The best solution is to create an issue and attach the pictures there. You can then link in README and not bloat the repository.
That’s a good point non-text shouldn’t be in the git tree, git-lfs is another solution for that though
If I clone the repo I expect everything to work, including the readme.
I mean, yes, it’s a little more effort, but I think you’re over playing how much effort is required. Writing a half decent readme is vastly easier than frankly any feature or bug fix. Taking a couple of notable screenshots is super easy. Writing docs is hard (I’ve written tons for large and complicated projects), but readmes are the easiest and including screenshots is really quite easy.
Everywhere supports markdown in readmes now. Literally everywhere I’ve ever hosted code. And markdown with links to images is perfectly fine even if viewed in plain text mode. They’ll just click the link and view the image standalone. I’ve done that plenty of times, too. Every editor (plus in-browser code hosts in plain text mode) makes it easy.
Who reads README’s anyway? Aren’t they like instruction manuals? You only read them once its broken? :) Or maybe i should start reading instruction manuals…
it’s the very first thing you see when you visit any project’s github page.
Nice! I can say i read important readme’s then :)
Bless you!
I appreciate your joke, I totally got if.
Mainly because my dad would do exactly that if he ever had to use github lol. I grew up watching him literally throw manuals aside, only to have me or my sister bring them back when he screwed up lol.
Lots of projects are on GitHub or similar repositories and the landing page is usually the readme file as rendered markdown.
You should open a PR. 🙂
No. ReadMe files should be concise, explicit, and text only. UI/UX screenshots can be part of the repo, wiki, or associated website but they shouldn’t be in the ReadMe.
If you don’t understand the software you’re installing from some rando stranger’s git repo then you shouldn’t install it. Period. Take the opportunity to learn more or use another tool.
Git repos are not app stores. The devs don’t owe you anything.
The vast majority of software in publicly accessible git repos are personal projects, hobbies, and one-off experiments.
Your relationship with the software and the devs that create and maintain it is your responsibility. Try talking to the devs, ask them questions, attempt to understand why they constructed their project in whatever specific way they have. You might make some new friends, or learn something really interesting. And if you encounter rudeness, hostility, or incompetence you’re free to move on, such is the nature of our ever-evolving open-source community.
We bring a lot of preconceived notions into the open-source / foss / software development space as we embark on our own journey of personal development. I try to always remember it’s the journey of discovery and the relationships we curate along the way that is the real prize.
For a lot of open source at the moment the root level readme is fundamentally the homepage too. It absolutely should include screenshots, maybe even a gif. If your software has a GUI or TUI it should follow that a concise visual will do more to explain it’s usage than a text document
README is usually a text file. While some platforms can now use markdown, that is nowhere near universal. So it might be better to ask for screenshots to be put on the website / wiki.

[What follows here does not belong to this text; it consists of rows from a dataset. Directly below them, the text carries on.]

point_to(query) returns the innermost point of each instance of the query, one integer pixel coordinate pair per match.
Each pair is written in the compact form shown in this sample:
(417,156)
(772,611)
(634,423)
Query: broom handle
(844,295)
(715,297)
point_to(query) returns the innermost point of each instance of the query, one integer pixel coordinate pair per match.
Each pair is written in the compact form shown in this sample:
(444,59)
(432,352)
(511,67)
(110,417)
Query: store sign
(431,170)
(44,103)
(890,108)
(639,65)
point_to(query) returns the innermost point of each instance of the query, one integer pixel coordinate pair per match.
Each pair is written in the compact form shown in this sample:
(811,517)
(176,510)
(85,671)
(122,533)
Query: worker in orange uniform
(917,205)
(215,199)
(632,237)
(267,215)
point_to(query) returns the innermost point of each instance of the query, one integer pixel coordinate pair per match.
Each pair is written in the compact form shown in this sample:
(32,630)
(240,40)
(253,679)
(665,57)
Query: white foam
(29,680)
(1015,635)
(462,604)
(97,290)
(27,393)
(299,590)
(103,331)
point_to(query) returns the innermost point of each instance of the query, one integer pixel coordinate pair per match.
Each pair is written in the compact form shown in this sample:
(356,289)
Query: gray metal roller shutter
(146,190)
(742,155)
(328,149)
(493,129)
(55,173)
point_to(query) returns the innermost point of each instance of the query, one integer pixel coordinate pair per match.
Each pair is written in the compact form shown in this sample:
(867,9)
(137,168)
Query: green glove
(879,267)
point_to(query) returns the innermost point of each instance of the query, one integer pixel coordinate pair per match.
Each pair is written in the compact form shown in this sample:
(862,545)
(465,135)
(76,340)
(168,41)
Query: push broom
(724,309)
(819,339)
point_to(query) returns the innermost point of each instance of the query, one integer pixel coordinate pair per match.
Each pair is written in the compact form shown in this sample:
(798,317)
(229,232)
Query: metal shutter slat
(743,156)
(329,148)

Not just a text file, a markdown file. And markdown has supported images since forever
README.txt will be a text file, README.md can be much more
GitHub and GitLab both support inserting images into your README.md. Here’s the syntax:
![Description of the image](https://path/to/image)
Just like obsidian.md
And Lemmy!
And anything that supports CommonMark. It’s even in the original Markdown
deleted by creator
README.md TODO
Added a readme, boss
deleted by creator
No, wait, it should be done according to https://github.com/matiassingers/awesome-readme
Grnrrth is a FOSS native qualitivate built with the Jot framework. It comfortably handles 2NUT, xrr, .gif, and any other Banbo hierarchies in a windowed, cross-system integrated module.
It’s like I’m in the readme of every project I’ve stumbled across from Google to a forum to GitHub pathway…
You’ve heard of adjective foods? Get ready for adjective software!